Bronwyn arrives in a few weeks, she’s coming with Adrienne her roomate and former YFM student in Minsk with us. Broderic is moving into their new apartment, getting ready for the baby this Spring. Still in a bit of denial over all this grandparenting discussion. We are excited for them, they are thrilled and have a strong supporting cast there in Florida with Kristen’s parents. Brent is hanging in there, he doesn’t have the greatest job, but it’s stable and paying the bills thankfully. We do pray for some friends and a social network that will help shape him – we believe God’s hand is over his life, and have to keep remembering that he’s only 19. We miss them all a lot. It’s nice to see them all zoom and play online games together, staying connected in different ways. It’s definitely a sacrifice to be on the other side of the world, I don’t care what others may say, you don’t really think or play to see your kids go back to the West as missionaries.. it makes sense that they might, or will for seasons, but you hope they don’t all remain so sticking far away, especially when grandkids start arriving. Sigh.
I’ve been praying and considering what this next season might look like. We’re definitely in transition. We love what God is doing, our deepening community, and growing in number. Our focus hasn’t been to grow by services or traditional church means, but through meaningful connections. We can truly say there’s a uniting community in and around the community, and it’s a joy to part of it. We have visitors to our home that have started hanging out, praying when we pray, and just proving the St. Patrick motto ‘belonging precedes believing.’ We love creating space, and mentoring less people but more deeply is our heart. We aren’t as involved making decisions here locally anymore, and that’s a blessing. We love seeing the Widows ministry develop, but also get more joy watching it develop without us than needing to lead it. We’re transitioning for something, something related to mentoring and spiritual directing, perhaps a course, school of some kind.. we are actively mentoring leaders now from 3-4 other ministries, God is just bringing them to us in neat ways. Folks are longing for mothers and fathers in the faith.

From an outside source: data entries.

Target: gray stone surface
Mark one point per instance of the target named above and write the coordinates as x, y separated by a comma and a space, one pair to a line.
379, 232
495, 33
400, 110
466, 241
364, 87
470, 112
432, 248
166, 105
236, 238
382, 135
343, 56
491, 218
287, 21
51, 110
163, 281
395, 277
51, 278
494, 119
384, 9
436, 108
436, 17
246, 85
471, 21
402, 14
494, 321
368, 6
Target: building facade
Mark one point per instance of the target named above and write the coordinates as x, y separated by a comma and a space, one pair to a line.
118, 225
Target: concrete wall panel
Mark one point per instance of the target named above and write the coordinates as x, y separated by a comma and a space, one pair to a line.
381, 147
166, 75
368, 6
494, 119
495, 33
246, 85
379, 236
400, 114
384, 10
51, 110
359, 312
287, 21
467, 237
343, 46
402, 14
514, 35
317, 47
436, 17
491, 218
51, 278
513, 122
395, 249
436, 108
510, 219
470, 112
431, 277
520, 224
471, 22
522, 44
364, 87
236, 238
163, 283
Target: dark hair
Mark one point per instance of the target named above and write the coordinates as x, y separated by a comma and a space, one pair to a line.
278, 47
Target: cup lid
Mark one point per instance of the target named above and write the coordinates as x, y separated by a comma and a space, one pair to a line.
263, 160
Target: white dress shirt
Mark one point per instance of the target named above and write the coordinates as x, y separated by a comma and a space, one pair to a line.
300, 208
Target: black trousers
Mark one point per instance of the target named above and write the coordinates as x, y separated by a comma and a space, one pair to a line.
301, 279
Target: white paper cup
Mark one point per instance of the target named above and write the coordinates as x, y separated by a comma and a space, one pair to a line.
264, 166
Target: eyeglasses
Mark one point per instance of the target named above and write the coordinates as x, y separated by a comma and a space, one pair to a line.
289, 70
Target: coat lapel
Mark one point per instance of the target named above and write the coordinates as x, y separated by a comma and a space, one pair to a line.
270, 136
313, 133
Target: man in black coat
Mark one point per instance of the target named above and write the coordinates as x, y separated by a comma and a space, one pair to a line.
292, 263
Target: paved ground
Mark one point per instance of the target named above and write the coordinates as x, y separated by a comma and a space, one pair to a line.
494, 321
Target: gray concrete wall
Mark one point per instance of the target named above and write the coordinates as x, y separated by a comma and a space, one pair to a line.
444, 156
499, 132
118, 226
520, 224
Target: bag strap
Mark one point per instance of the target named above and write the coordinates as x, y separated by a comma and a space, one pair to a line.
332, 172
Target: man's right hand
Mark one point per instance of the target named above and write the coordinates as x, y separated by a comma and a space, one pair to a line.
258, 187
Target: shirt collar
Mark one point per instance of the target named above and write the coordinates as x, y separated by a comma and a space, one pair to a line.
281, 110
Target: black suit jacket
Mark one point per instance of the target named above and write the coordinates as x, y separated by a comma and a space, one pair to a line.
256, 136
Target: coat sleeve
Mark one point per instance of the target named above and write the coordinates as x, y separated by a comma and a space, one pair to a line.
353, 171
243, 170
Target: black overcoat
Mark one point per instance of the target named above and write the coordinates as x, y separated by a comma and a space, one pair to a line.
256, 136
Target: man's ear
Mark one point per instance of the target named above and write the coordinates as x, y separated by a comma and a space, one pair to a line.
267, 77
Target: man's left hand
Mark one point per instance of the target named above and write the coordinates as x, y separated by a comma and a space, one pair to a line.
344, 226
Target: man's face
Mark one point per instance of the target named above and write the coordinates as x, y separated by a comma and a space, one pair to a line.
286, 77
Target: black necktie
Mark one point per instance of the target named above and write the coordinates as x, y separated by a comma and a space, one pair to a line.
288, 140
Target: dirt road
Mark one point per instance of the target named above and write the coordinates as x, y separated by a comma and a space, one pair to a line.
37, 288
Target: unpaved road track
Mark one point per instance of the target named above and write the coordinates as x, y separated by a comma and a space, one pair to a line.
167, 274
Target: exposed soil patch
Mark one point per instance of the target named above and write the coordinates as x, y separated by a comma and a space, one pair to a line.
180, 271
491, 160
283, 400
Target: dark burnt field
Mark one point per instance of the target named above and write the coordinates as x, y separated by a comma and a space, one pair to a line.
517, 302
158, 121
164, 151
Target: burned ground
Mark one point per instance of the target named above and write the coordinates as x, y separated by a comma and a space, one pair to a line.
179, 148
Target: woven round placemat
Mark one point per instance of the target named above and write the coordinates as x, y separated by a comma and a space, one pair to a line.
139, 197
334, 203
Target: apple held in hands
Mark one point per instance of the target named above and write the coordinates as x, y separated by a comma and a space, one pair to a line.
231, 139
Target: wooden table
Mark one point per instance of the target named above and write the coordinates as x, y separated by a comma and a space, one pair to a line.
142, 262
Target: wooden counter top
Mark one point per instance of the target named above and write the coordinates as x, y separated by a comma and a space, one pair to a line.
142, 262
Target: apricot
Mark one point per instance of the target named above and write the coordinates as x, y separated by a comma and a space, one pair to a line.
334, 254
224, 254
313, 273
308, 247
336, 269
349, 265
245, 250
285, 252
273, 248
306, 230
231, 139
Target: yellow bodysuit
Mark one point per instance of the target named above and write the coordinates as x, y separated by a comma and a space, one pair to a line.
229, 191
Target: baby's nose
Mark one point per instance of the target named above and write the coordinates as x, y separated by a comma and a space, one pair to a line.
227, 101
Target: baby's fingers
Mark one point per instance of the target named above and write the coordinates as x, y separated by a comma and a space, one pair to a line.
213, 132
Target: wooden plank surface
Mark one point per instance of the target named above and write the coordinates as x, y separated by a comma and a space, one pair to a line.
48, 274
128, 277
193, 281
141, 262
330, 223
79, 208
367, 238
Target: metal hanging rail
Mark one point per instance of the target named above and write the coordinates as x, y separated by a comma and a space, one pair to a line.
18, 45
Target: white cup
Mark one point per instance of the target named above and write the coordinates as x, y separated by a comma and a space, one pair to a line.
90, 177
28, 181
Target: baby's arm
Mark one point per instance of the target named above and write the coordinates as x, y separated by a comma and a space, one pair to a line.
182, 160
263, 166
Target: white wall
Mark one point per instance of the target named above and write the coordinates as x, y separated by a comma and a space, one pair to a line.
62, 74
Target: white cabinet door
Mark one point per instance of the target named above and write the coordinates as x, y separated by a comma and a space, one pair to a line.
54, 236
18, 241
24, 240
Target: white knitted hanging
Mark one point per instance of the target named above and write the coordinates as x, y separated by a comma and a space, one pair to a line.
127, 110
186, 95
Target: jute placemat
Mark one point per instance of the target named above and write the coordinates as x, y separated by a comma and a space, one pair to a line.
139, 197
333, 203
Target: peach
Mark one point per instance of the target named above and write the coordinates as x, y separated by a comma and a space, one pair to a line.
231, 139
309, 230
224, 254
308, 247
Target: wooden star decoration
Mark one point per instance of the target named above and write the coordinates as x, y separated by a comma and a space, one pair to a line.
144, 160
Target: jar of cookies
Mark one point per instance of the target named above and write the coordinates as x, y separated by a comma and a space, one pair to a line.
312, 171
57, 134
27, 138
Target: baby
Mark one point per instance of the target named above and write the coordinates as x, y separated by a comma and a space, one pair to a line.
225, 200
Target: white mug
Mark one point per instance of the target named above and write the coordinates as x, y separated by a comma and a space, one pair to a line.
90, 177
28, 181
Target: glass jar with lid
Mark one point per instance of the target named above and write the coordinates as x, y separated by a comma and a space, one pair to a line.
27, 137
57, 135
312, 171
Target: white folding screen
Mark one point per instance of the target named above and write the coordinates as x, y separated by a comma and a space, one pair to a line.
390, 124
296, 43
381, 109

I’m also considering some consulting positions in Kyiv – I’ve submitted my resume, quite out of the blue to an international firm upon being sent the link and encouraged to throw my hat into the ring. I sort of qualify, but need to have my masters finished. It’s related to government – US relations and investment into Ukraine. I don’t know what I’d do if actually was offered the job, because it would require my full time attention, but I’m open to it and feel a certain joy when I think of a season of leading a team towards national focus. I think God tests our faith, He loves faith. It’s one of the reasons I know we’re in transition – I would have NEVER thought of submitting my resume to anything like this after selling my business 3 years ago. I have this feeling I have more to offer than my present context is allowing. At the same time, I’m happy to be here, and want only the Lord’s will. I’d appreciate prayer!